Figure 2Simulation Results
Using Flux Simulator, we ran six simulations with varying levels of unannotated transcripts. Subsequently, we ran quantifications with three methods with the known GENCODE v.12 annotation. We compared the simulated versus measured link quantifications via Spearman’s rank correlation. These comparisons are shown as colored solid lines. In order to produce a null random distribution for each method, we took the link quantifications for each gene, permutated these for 100 times within the links of this gene, and measured the correlation of these random assignments with the simulated ones. By using this sampling method stratified by genes, we account for the variability of number of isoforms per gene. These correlations for random assignments are shown as dashed lines.
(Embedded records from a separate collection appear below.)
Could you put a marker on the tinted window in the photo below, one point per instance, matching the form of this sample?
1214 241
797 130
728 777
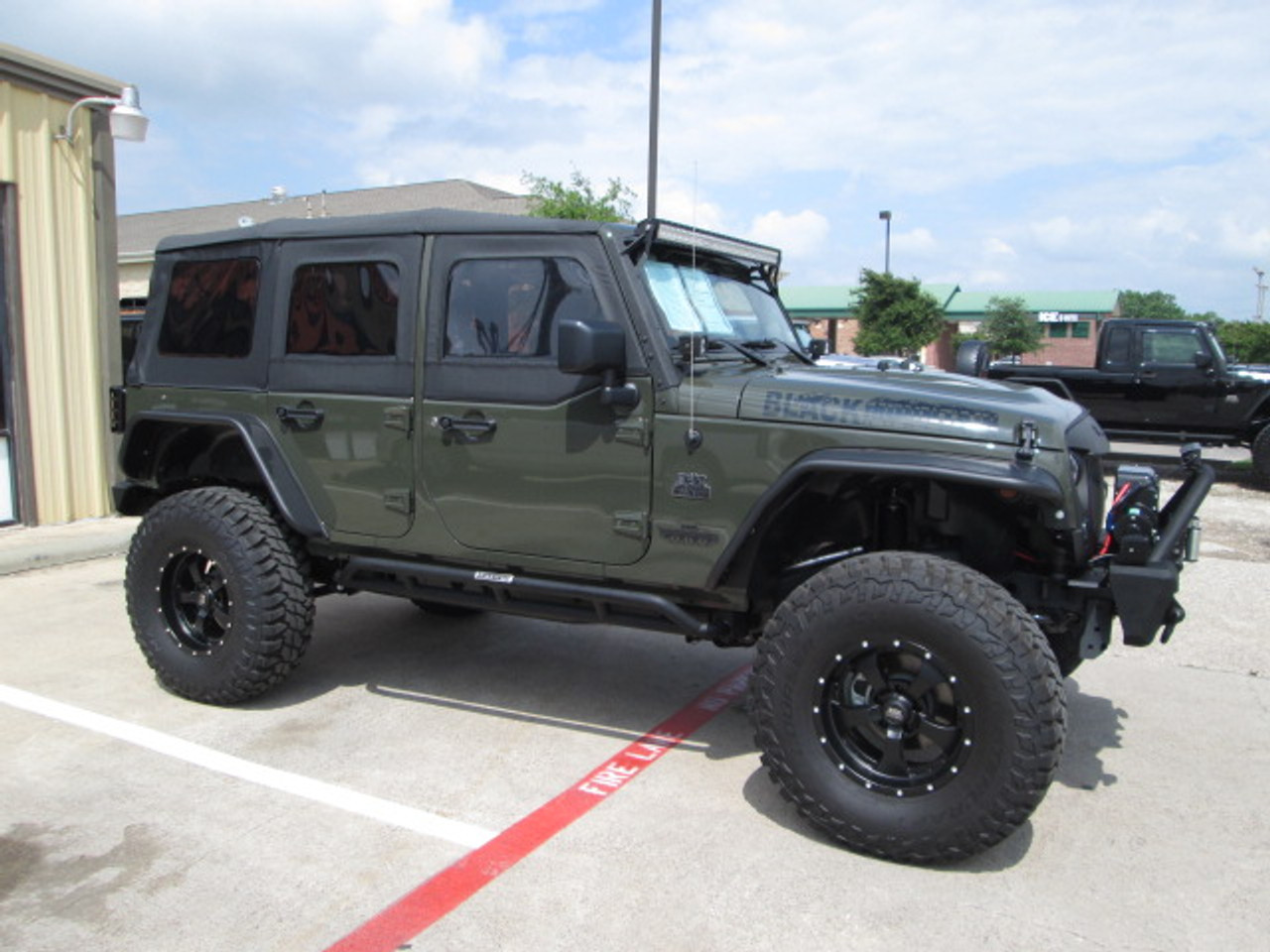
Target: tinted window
508 307
1170 347
348 307
211 308
1118 345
We observe that as the percentage of novel transcripts increase, the performance of Cufflinks and MISO suffer, whereas this is not the case for Altrans, which results in best quantifications with increased levels of unannotated transcripts.
Number of Genes Tested and asQTLs Discovered at FDR = 1% in Each Population and by Each Method
| EUR | 7,443 | 1,427 | 7,148 | 1,737 | 780 | 1.3 × 10−4 |
| YRI | 7,720 | 166 | 7,391 | 304 | 76 | 1.2 × 10−4 |
The overlap column lists the common genes between the methods and the p value refers to this overlap arising by chance.
Figure 3asQTL Discovery
(A) The relative distance of asQTLs to the TSS versus the p value.
(B) Mosaic plots of gene level sharing of asQTLs for each method at FDR = 1%.
(C) The p value distributions of a variant-link pair tested in the other population for each method. From these p value distributions, the π1 statistic is calculated that estimates the proportion of true positives.
Figure 4Functional Enrichments of asQTLs Discovered by Altrans and Cufflinks
All variants identified in separate populations are merged. The null (frequency and distance matched) is represented as the black horizontal line. The numbers above each bar are the −log10 p values of the enrichment, Altrans enrichment p value followed by Cufflinks p value.